For a more global sound, look for Opposite People one street over at 19R Prospect Hill Ave. The Afrobeat and funk band is named after the Fela Kuti tune of the same name and features keyboard, guitar, trombone, saxophone and trumpet.
Next, check out Somerville Symphony Orkestar playing at 74 Walnut St., just around the corner from the Somerville Public Library. Look for the seven-piece gypsy punk band to play “Into the Wood Chipper” from their self-titled EP.
Younger fans (or fans with kids) should head to 7 Bradley St. for Amy and Steve Pardo, a Children’s music and folk duo. Amy, a preschool teacher, and her husband Steve collectively play the ukulele, guitar, clarinet and saxophone.
Central Somerville: 2 p.m. to 4 p.m.
Begin your venture into Central Somerville at 50 Summer St. with the eclectic folk band Black Marmot. Vocalist Linde Clark captures the sound of 90s songstress Natalie Merchant over a light groove that all listeners can enjoy.
Head to 184 Summer St. to hear the sounds of The Ever Expanding Elastic Waste Band, also known as Members of Morphine and Jeremy Lyons… since they are just that. This new band picked up where 90s Cambridge staple Morphine left off following the death of vocalist and bassist Mark Sandman.
Fans in the mood for something more experimental can lend their ears to SWYM, an alternative and psychedelic rock band playing at 40 Tower St. The hipster quartet takes influence from bands like the Red Hot Chili Peppers and Radiohead.
Walk on over to 97 Porter St. to listen to Katy Bowser and Kenny Hutson, a married couple from East Nashville Tennessee that uniquely blends two very different styles. Kenny’s bluegrass roots and Katy’s history in jazz (and well-trained voice) make for an interesting combination.
For your final stop in Central Cambridge, make sure to check out Jon Bernhardt at 9 Charnwood Rd. Jon plays new wave and punk songs on the theremin, an unusual instrument straight out of a sci-fi flick.
West Somerville: 4 p.m. to 6 p.m.
Start your West Somerville trek with Interrobang at 96 Pearson Ave. It will be worth seeing how the alternative rock outfit strips down their heavier songs to fit the outdoor venue.
Next, head west to 53 Chester St. to check out Dirty Water Brass Band. The Davis Square-based jazz band is known for bringing the sounds of Mardi Gras to the streets of Somerville.
Fellow HONK! 2012 performers Second Line Social Aid and Pleasure Society Brass Band can be seen at 11 Irving St. If you liked Dirty Water Brass Band, make sure to give Second Line Social Aid a listen for a double dose of New Orleans jazz.
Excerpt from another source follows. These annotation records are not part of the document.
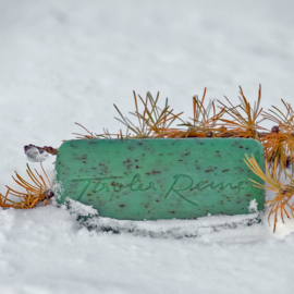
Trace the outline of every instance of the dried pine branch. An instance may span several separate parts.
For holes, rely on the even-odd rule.
[[[42,164],[41,170],[44,175],[39,174],[37,170],[34,172],[30,170],[27,164],[26,173],[28,174],[32,183],[25,181],[17,172],[15,172],[15,177],[13,180],[17,185],[20,185],[24,191],[19,192],[9,186],[5,196],[0,194],[0,207],[12,207],[16,209],[29,209],[36,207],[39,203],[44,203],[46,206],[50,198],[54,196],[52,192],[52,185],[50,180],[45,172]],[[10,198],[17,197],[17,200],[13,200]]]
[[[138,120],[138,125],[135,125],[130,119],[124,117],[119,108],[114,105],[121,119],[115,118],[123,123],[130,131],[134,133],[133,138],[146,138],[146,137],[164,137],[166,131],[170,130],[170,125],[181,117],[181,113],[174,114],[173,109],[170,110],[168,99],[166,99],[166,106],[163,109],[158,107],[159,93],[154,98],[150,93],[147,93],[144,100],[140,96],[136,96],[134,91],[135,111],[130,112]],[[138,101],[143,105],[143,112],[139,112]]]
[[[238,99],[241,105],[238,106],[233,106],[226,97],[224,98],[226,99],[229,106],[219,101],[223,112],[232,118],[232,120],[223,118],[220,119],[226,128],[220,134],[220,136],[228,137],[228,134],[230,134],[232,137],[259,139],[258,131],[266,130],[258,125],[260,122],[258,121],[258,118],[262,111],[262,108],[260,108],[261,86],[259,85],[258,98],[257,101],[254,102],[254,108],[252,108],[250,103],[246,99],[242,87],[240,87],[240,94],[241,97],[238,97]]]
[[[264,180],[268,185],[264,185],[260,183],[257,183],[253,180],[254,186],[258,188],[264,188],[267,191],[271,191],[275,194],[275,197],[272,200],[266,201],[266,205],[271,207],[268,220],[270,220],[271,216],[273,216],[273,232],[275,232],[275,226],[278,222],[278,215],[281,216],[282,222],[284,222],[284,216],[290,218],[294,217],[294,203],[290,203],[290,200],[294,200],[292,197],[294,195],[294,179],[291,177],[291,175],[287,175],[290,179],[290,184],[281,183],[278,176],[278,160],[274,160],[273,163],[273,172],[270,172],[268,168],[268,162],[266,161],[266,173],[259,168],[258,163],[256,162],[254,156],[249,158],[247,155],[245,155],[246,160],[245,163],[250,168],[250,170],[257,174],[261,180]],[[290,210],[290,213],[287,212]]]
Take a trip back to the future with Dust Clouds of Mars, a “sci-fi surf rock” band that will be bringing their unique sound to 6 Cameron Ave. Their combination of two of the ’80s most ubiquitous genres makes for some compelling tunes.
Before heading home, be sure to stop by 67 Garrison Ave. to check out Birdface. The quartet’s mix of catchy melodies and funk rock influences will make for a great ending to your Porchfest experience.